On 9/29/10, a review of the hospital's P&P Post Offer Physical and Annual Health Screening of Employees was conducted and showed all employees will be screened annually for Tuberculosis. The document showed all hospital employees, staff physicians, and volunteers shall be screened for TB on hire or when applying for hospital privileges and at least annually thereafter. The policy further documents that all current employees with no history of positive skin test will have annual skin test and symptom review.
On 9/29/10, review of employee health screening files showed eight of 30 employees were not current with their annual TST requirement of the hospital.
Documentation showed RN 1 was due for her annual TST examination and testing. Documentation showed RN 1 was due for her TST on 4/10/10, however there was no evidence the testing had been completed.
Documentation showed RNA 2 was due for his annual TST on 7/21/10, however there was no evidence current TST examination was completed. The RNA worked a total of 60 shifts without a current TST.

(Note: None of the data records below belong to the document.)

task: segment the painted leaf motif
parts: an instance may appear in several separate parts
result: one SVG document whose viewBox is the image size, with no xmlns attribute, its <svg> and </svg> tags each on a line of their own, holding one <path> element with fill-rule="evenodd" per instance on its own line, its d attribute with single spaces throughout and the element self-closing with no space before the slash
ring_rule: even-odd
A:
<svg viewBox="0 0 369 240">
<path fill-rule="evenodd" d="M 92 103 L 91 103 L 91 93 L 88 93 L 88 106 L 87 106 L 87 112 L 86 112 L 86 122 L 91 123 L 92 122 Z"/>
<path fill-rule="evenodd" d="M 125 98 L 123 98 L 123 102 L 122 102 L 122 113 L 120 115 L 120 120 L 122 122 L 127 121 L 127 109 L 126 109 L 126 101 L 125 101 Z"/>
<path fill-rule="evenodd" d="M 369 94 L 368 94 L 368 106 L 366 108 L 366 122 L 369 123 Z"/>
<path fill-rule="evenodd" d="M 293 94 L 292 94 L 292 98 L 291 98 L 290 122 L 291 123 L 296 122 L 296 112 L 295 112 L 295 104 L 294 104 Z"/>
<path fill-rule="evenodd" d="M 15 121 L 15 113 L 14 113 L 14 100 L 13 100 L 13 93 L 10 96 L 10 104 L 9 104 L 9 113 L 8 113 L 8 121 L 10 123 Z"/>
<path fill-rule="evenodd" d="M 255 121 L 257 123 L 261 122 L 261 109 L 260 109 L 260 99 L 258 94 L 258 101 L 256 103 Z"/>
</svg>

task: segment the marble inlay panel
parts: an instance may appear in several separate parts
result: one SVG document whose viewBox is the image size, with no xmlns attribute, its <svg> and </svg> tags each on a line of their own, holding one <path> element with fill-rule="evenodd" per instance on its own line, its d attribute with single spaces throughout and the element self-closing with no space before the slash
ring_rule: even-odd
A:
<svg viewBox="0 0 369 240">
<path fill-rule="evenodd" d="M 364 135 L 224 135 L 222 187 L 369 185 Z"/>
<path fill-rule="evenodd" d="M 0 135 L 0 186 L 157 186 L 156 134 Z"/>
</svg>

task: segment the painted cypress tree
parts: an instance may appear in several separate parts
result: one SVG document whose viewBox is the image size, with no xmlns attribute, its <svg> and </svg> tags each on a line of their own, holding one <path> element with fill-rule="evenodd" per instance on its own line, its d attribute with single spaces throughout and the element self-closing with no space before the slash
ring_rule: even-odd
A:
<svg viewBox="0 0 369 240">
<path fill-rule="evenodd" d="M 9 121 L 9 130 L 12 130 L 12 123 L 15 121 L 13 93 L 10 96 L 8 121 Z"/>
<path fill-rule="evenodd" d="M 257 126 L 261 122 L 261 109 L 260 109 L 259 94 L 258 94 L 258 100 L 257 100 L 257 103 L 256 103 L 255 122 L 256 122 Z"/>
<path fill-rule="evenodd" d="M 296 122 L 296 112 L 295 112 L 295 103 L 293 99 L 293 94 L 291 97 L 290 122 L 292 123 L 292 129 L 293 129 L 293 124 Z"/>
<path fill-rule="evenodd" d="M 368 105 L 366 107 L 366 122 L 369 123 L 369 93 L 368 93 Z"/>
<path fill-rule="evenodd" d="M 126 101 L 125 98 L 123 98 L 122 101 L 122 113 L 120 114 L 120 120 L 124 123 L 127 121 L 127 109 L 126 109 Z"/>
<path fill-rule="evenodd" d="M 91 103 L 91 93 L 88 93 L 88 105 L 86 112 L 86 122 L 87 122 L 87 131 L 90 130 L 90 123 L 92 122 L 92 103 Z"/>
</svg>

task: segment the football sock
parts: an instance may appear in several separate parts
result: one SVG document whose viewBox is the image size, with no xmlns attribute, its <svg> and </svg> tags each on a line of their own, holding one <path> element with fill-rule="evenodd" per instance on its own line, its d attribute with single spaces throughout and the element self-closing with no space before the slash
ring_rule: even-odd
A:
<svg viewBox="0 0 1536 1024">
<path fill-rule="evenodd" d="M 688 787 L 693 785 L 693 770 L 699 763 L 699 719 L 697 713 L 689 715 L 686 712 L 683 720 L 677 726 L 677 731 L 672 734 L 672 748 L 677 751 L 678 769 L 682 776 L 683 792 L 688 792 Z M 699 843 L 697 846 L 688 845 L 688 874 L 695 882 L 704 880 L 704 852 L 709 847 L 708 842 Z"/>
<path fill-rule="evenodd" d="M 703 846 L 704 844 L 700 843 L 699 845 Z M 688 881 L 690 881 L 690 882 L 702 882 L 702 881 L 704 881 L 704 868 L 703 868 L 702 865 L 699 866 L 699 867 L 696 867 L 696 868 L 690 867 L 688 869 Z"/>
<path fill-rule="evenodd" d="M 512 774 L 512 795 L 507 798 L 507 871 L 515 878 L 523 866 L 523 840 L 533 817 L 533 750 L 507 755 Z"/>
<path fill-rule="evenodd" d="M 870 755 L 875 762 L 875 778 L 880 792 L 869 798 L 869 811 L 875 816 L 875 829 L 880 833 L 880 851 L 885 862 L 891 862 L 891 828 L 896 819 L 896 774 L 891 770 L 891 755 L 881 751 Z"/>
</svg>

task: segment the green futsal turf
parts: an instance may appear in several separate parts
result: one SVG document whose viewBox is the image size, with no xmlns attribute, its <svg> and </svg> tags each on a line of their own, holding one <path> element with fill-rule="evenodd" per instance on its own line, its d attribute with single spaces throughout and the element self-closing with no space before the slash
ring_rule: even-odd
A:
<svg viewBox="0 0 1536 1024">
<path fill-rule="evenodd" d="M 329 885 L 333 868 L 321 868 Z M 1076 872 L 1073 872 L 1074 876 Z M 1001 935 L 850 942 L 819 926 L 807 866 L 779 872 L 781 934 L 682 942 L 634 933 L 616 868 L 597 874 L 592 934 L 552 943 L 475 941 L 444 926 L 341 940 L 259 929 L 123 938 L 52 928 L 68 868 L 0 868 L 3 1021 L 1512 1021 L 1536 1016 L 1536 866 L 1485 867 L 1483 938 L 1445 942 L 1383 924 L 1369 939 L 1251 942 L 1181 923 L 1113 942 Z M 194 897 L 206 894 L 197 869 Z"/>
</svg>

Documentation showed RN 7 was due for her annual TST on 5/11/10, however there was no evidence a TST examination was completed.
Documentation showed CNA 4 was due for her annual TST on 5/7/10, however there was no evidence a TST examination was completed.
Documentation showed dietary staff (DS 1) was due for his TST on 6/10/10, however there was no evidence the TST examination was completed.
Documentation showed DS 3 was due for her TST on 6/4/10, however there was no evidence a TST examination was completed.
Documentation showed EVS 3 was due for a TST on 6/4/10, however there was no evidence the TST examination was completed.
Documentation showed the Performance Improvement Director was due for TST on 6/18/10, however there was no evidence the TST had been completed.